Program Description
The Latin American Library at Tulane University is pleased to announce the Richard E. Greenleaf Library Fellowships to support research at the library. These fellowships are made possible through the generosity of Tulane emeritus professor and distinguished historian Richard E. Greenleaf. Their purpose is to offer researchers who permanently reside in any country of Latin America or the Caribbean short-term residential fellowships to use the resources of the Latin American Library at Tulane to conduct research in any field of the humanities or social sciences.
Up to three fellowships will be granted every year, beginning in 2007. Each fellowship will cover the cost of round-trip airfare as well as housing and living expenses, for a period of one to three months.
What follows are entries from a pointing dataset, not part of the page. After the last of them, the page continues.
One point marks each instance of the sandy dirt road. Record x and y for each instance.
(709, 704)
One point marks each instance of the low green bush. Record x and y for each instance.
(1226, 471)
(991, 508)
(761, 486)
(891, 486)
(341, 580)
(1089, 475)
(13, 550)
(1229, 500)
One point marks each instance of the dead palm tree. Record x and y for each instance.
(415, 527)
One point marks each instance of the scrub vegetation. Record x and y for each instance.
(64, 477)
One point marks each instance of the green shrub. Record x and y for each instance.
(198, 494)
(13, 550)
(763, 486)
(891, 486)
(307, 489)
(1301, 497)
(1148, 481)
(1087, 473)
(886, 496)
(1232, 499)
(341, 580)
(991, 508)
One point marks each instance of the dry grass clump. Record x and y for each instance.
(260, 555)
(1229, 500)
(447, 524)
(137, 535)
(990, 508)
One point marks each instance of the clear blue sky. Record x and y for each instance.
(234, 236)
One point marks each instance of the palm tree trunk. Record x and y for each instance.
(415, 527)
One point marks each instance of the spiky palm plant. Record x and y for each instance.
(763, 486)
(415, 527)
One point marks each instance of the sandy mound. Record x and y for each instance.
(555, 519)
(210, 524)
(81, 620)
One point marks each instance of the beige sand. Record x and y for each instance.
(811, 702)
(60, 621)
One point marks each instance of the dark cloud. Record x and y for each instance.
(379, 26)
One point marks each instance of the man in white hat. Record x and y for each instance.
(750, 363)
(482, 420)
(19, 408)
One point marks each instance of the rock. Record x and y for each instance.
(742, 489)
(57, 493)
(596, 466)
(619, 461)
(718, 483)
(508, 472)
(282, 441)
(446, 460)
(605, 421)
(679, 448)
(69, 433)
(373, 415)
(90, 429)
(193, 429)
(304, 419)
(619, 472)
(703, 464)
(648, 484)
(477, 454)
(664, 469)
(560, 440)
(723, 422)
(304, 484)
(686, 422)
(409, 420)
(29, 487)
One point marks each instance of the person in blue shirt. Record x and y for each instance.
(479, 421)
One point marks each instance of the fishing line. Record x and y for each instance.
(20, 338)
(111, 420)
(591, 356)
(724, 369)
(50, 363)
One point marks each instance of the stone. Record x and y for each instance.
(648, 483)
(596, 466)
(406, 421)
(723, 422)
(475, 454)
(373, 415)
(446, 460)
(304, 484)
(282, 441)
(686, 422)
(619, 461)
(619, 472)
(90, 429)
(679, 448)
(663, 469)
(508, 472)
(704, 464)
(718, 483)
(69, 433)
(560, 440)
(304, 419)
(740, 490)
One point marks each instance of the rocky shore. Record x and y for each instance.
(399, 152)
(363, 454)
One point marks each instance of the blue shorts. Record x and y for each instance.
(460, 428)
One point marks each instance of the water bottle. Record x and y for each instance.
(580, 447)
Fellowships are available to any qualified scholar--including independent researchers and advanced graduate students--who resides permanently in any country in Latin America or the Caribbean. Applications from scholars of any nationality who are permanent residents of any country in the region will be considered, but preference will be given to citizens of Latin American or Caribbean nations. Fellowship winners will be expected to relocate to New Orleans for the duration of the fellowship and to give a public presentation at Tulane of their work-in-progress during their stay. Fellowships may be held at any time between July 20, 2008 and June 30, 2009. The application deadline for fellowships for 2008-2009 is 5pm Central Time, April 18, 2008.
Aside from the residential requirement, criteria for selection include:
- The merit of the research project and proposal, which should be in any field of the humanities or social sciences
- The relevance to the project of the resources of the Latin American Library
- The scholarly achievements and merit of the candidate, and the significance of his/her project
Application Information and Deadline
The application deadline for the 2008 - 2009 cycle has ended. Information for the next cycle will be available here beginning in early 2009.
Contact
Hortensia Calvo, Doris Stone Director, The Latin American Library
About the Latin American Library
The Latin American Library at Tulane University is among the world's foremost collections of research materials from and about the region and one of only a handful of discreet collections of Latinamericana in the United States. Established in 1924 by the predecessor of Tulane's Middle American Research Institute, the collection is one of the most comprehensive of its kind, comprising more than 420,000 volumes, and including materials from the pre-contact period to the present day. In addition to the rare books, manuscript collections, photographic archive and Mayan rubbings, the Latin American Library's special collections include historic newspapers, over 4,000 maps and broadsides, and substantial collections of printed ephemera from several countries in the region.
Specific strengths of the collections include but are not limited to:
- History, politics, socio-economics and cultural production of Latin America in general, with an emphasis on Mesoamerica, the Caribbean and circum-Caribbean.
- Art and art history, for all periods, from ancient Mesoamerican iconography to contemporary Latin American artists, including an extensive collection of 20 th and 21 st century museum and gallery catalogs.
- The Merle Greene Robertson Collection of Rubbings of Maya Relief Sculpture, notebooks, slides and other documentation, containing nearly 2,000 rubbings made on handmade Japanese rice paper with either thick sumi ink or oil paints. This corpus is of major importance for art historians, archaeologists, and Maya epigraphers, as it provides full-scale records of Maya sculpture and hieroglyphic writing primarily from Mexico, Guatemala, and Honduras.
- An extensive photographic archive spanning the region, from the mid-19 th century to the present, including glass slides and postcards .
- For more detailed information on the collections, please visit http://lal.tulane.edu/
About Richard E. Greenleaf
Until his retirement in 1998, Richard E. Greenleaf served as the France Vinton Scholes Professor of Colonial Latin American History, and as the Director of the Center for Latin American Studies at Tulane University. He also served as Chair of the Department of History. Dr. Greenleaf grew up in Albuquerque, New Mexico, and took his Bachelors, Masters and Doctoral degrees at the University of New Mexico, where he studied under the dean of Inquisition scholars, France V. Scholes. Greenleaf's doctoral dissertation, "Zumárraga and the Mexican Inquisition 1536-1543," served as the basis for his many excellent publications on the history of the Holy Office of the Inquisition in Latin America.
Greenleaf has authored eleven major scholarly books, co-authored or contributed to seventeen others, and published almost four dozen articles in the field of Latin American and New Mexico history. He has been the recipient of many distinguished awards, among them the Silver Medal, the Sahagún Prize (Mexican National History Award), and the Serra Award of the Academy of American Franciscan History for Distinguished Scholarship in Colonial Latin American History. In his long and distinguished teaching career in New Mexico, Mexico City and New Orleans, Greenleaf has served as mentor to 34 doctoral students at Tulane, and countless masters and undergraduate students.